When My Mom Padlocked Food From Me
This fridge was where she put all the more enjoyable food; and in the inside fridge, she kept only raw ingredients for cooking, like sauces and eggs and milk. I wasn’t starved of food, but I wasn’t allowed to access certain types of food anymore when I was at the house. I had to ask her for certain things instead of freely accessing them myself.
There was no discussion about all of this whatsoever, I just came home and this was the new system. When I asked if I could get something from the garage fridge, my mom simply said sharply and coldly, "No".
For a long time, all I felt about this was shame and self-blame. I thought, "Well, it makes sense she did that; I was really out of control with my eating" and "If I didn't have such a severe problem, she wouldn't have had to do that in the first place, so it's really my fault."
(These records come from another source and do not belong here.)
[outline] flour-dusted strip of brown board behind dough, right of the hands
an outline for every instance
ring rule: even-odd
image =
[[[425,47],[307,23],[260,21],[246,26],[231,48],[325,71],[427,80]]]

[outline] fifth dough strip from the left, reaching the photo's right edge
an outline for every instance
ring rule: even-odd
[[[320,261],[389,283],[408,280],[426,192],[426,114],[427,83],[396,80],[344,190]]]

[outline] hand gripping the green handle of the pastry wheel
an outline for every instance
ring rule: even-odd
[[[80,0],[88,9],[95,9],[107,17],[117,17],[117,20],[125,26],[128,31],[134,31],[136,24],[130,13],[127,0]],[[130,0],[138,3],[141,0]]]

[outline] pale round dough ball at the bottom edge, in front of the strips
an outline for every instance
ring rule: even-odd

What I realized later was that the entire thing was actually really f***ed up. Why?
Because I had come to understand that for me -- as it is for everyone -- my parents were the cause of why I had started turning to food addictively at a young age.
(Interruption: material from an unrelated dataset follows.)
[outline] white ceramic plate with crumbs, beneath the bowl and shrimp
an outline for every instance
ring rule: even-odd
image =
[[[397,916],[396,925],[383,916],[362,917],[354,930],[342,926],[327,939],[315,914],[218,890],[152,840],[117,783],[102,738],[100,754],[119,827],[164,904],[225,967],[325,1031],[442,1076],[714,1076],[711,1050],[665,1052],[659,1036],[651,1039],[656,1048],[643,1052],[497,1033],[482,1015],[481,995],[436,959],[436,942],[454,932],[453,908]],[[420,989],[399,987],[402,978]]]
So my mom was at least half of the original reason why I'd developed the problem in the first place (with the other half being my dad).
However, my mom chose not to do any self-reflection on why I might have been such a longtime compulsive eater. She never considered what role she had in my developing this addiction. She didn't talk with me about it in a compassionate way. She just sought to control and, in my case, it was done in the spirit of punishment. What she did was an incredibly shaming thing to do to me as well, but shaming was indeed a part of her motive.
Many clients I work with had parents who controlled their food in some way, sent them to weight loss camp, or some other form of controlling behavior that shamed them.
It is not unlike being repeatedly punched in the shoulder and then blaming yourself when you struggle to lift things with that shoulder.
I believe when parents do these kinds of things, it is a form of emotional abuse.